Ce disant, le guide facétieux secouait le manteau de lierre de la façon la plus inquiétante et sans se douter que sa plaisanterie médiocre avait pour les amants un sel particulier. Dans une des éclaircies que leur valait le balancement imprimé par ce satané bonhomme à la portière naturelle, Gabriel faillit pousser lui-même une exclamation. Il venait d’apercevoir, derrière le groupe barbu des Teutons, M. et Mme de Chandoyseau ! Si par malheur une tige de lierre venait à se rompre et à les découvrir, Mme Belvidera était compromise, et aux yeux de cette pie-borgne de Parisienne qui tenait à sa merci tout l’Hôtel des Îles Borromées.

Il avoua son inquiétude à la jeune femme.
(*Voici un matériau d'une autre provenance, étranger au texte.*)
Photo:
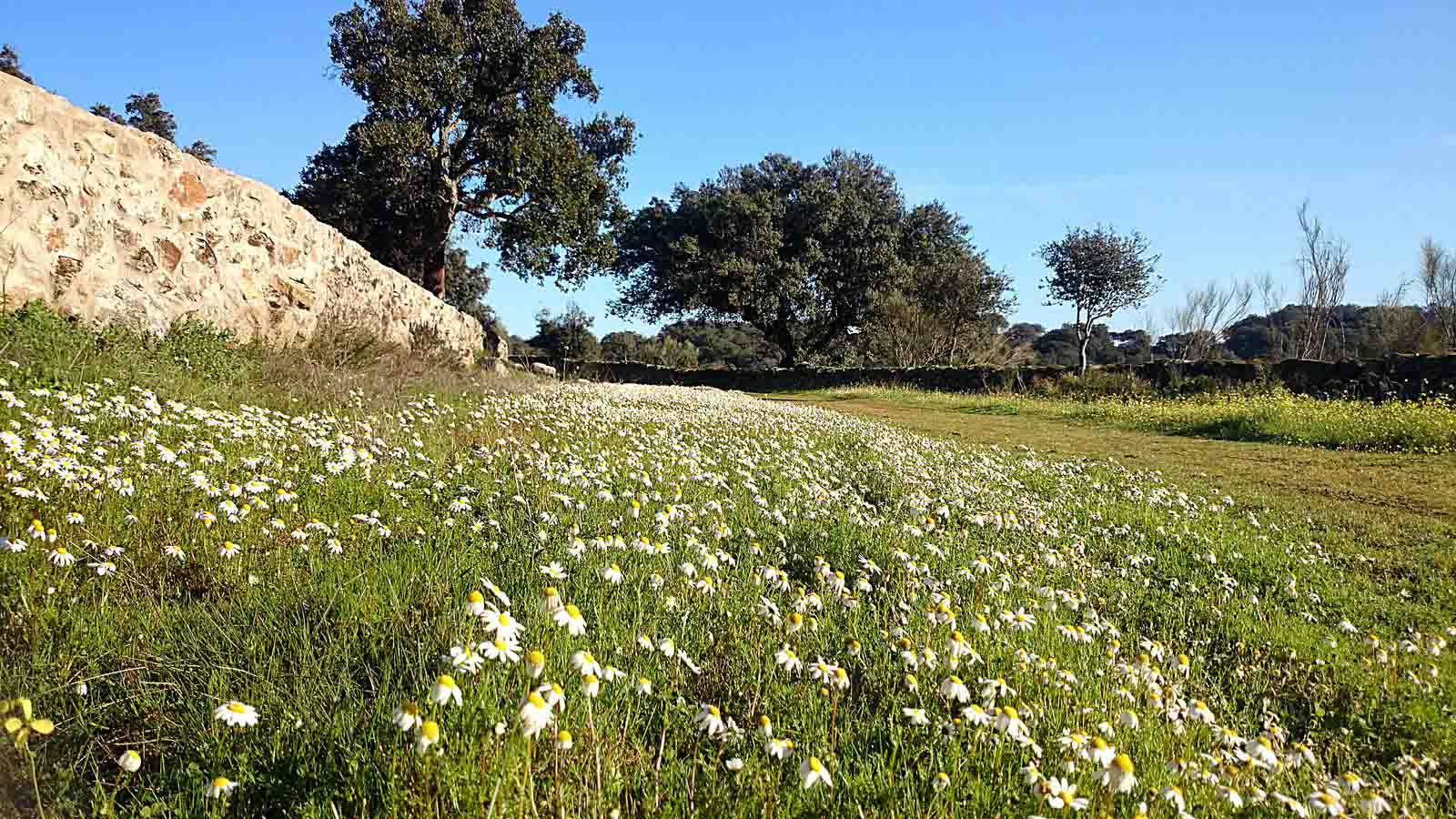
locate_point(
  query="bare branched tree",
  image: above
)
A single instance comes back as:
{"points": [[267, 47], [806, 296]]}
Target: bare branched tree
{"points": [[1271, 298], [1201, 324], [1324, 266], [1439, 280], [1395, 327]]}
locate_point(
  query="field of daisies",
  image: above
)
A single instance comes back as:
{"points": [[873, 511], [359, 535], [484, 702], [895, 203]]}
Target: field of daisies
{"points": [[623, 601]]}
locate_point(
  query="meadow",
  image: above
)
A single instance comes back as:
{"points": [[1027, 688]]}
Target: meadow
{"points": [[1264, 416], [232, 593]]}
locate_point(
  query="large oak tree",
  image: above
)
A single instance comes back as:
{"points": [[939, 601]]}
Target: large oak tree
{"points": [[462, 106], [1098, 273], [798, 251]]}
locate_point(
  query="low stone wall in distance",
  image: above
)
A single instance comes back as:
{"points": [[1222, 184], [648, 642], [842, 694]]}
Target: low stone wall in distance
{"points": [[1397, 376]]}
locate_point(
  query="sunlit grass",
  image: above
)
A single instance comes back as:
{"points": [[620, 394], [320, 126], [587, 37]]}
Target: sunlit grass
{"points": [[327, 567], [1276, 417]]}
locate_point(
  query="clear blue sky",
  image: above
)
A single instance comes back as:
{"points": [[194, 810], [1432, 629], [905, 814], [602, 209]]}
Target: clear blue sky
{"points": [[1201, 128]]}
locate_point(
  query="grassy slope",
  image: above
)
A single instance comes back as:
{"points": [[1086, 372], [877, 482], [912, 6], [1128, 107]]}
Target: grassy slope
{"points": [[328, 644], [1397, 508]]}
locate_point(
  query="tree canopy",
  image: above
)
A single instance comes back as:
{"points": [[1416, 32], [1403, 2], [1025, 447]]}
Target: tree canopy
{"points": [[1098, 273], [145, 113], [11, 65], [798, 251], [462, 106]]}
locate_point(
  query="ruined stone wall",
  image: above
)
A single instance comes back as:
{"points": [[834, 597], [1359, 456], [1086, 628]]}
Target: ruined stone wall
{"points": [[109, 223], [1375, 379]]}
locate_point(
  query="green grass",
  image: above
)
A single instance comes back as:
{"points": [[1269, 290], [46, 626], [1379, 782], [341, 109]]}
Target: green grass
{"points": [[366, 522], [1274, 417]]}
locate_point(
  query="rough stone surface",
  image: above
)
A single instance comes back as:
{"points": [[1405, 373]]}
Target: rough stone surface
{"points": [[109, 223]]}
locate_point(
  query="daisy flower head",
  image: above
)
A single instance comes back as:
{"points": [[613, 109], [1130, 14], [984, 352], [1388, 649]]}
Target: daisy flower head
{"points": [[237, 714], [813, 773], [475, 602], [427, 734], [571, 620], [535, 714], [444, 691], [1117, 775]]}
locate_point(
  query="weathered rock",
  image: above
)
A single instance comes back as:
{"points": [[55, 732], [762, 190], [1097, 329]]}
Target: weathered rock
{"points": [[109, 223]]}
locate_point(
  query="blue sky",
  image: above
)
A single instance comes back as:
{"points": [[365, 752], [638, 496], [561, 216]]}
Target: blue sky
{"points": [[1200, 127]]}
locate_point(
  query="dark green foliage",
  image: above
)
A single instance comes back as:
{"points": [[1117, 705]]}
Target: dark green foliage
{"points": [[724, 344], [1063, 349], [567, 336], [466, 286], [462, 116], [53, 347], [203, 152], [104, 111], [11, 65], [800, 251], [145, 113]]}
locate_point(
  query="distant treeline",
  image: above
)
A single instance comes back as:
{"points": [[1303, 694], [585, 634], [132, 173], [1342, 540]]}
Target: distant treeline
{"points": [[1356, 332]]}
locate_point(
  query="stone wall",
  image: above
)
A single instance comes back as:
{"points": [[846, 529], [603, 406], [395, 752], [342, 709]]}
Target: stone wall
{"points": [[109, 223], [1398, 376]]}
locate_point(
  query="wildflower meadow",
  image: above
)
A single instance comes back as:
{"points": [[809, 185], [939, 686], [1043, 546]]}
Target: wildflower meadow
{"points": [[625, 601]]}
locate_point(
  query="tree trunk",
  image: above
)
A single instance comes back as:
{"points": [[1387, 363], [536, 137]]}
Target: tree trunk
{"points": [[433, 274]]}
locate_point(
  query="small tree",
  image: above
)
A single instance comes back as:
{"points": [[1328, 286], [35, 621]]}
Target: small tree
{"points": [[1439, 281], [1324, 266], [11, 65], [1098, 273], [201, 150], [1203, 322], [145, 113]]}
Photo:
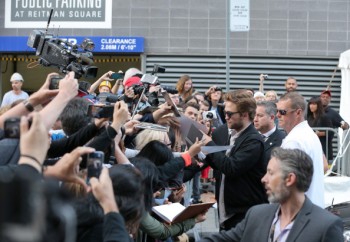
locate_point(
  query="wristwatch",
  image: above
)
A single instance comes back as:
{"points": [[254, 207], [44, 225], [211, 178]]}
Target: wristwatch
{"points": [[28, 106]]}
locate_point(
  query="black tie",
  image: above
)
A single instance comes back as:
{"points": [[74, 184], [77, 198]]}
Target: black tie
{"points": [[264, 137]]}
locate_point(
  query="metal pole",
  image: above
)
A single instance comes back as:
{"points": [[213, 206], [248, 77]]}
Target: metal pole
{"points": [[228, 45]]}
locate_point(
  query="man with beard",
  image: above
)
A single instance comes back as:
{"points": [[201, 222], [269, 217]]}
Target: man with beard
{"points": [[291, 216], [291, 84], [239, 171], [291, 117], [16, 93]]}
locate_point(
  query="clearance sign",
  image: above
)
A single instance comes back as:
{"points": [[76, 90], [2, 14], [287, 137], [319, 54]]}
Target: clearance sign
{"points": [[66, 13]]}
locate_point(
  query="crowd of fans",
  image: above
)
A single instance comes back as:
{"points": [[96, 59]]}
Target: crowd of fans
{"points": [[140, 161]]}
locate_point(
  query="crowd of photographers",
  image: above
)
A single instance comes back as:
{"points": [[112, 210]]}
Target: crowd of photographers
{"points": [[110, 153]]}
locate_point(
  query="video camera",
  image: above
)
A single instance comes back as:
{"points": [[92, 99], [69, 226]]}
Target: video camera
{"points": [[63, 54]]}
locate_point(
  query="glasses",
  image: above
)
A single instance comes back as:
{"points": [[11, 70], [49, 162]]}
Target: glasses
{"points": [[229, 114], [284, 112]]}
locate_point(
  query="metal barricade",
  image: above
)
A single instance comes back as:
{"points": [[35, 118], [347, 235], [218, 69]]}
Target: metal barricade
{"points": [[328, 132], [340, 164]]}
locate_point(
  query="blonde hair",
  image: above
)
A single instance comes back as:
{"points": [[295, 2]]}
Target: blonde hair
{"points": [[180, 86], [147, 135]]}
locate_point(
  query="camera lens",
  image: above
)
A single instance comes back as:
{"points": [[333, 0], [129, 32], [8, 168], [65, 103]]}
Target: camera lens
{"points": [[210, 115]]}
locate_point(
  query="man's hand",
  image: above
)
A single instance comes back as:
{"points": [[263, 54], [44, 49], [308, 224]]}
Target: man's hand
{"points": [[68, 86], [34, 141], [103, 192], [44, 95], [210, 90], [67, 168], [120, 115], [130, 127], [169, 121], [196, 147], [201, 217], [129, 92]]}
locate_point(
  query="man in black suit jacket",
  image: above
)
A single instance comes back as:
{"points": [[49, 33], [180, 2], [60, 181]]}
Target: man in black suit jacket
{"points": [[264, 122], [238, 187], [291, 216]]}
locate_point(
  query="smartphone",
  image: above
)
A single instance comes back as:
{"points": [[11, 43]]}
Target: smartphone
{"points": [[94, 164], [164, 194], [100, 111], [54, 82], [117, 76]]}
Elle-même reconnut leurs bons amis les Chandoyseau par la fenêtre intermittente dont le jardinier les gratifiait trop abondamment.

— Mais, dit-elle, ils ont avec eux une jeune fille que je n’ai pas aperçue encore à l’hôtel ?

— Allons donc ! Madame de Chandoyseau connaîtrait quelqu’un dont elle ne nous aurait pas entretenus ?

— Mon ami, cette jeune fille, qui est fort bien, entre parenthèses, donne le bras à Madame de Chandoyseau.

Ah ! Dieu soit loué ; les voilà qui s’en vont ! dit-elle en l’embrassant avec toute la joie d’être sauvée.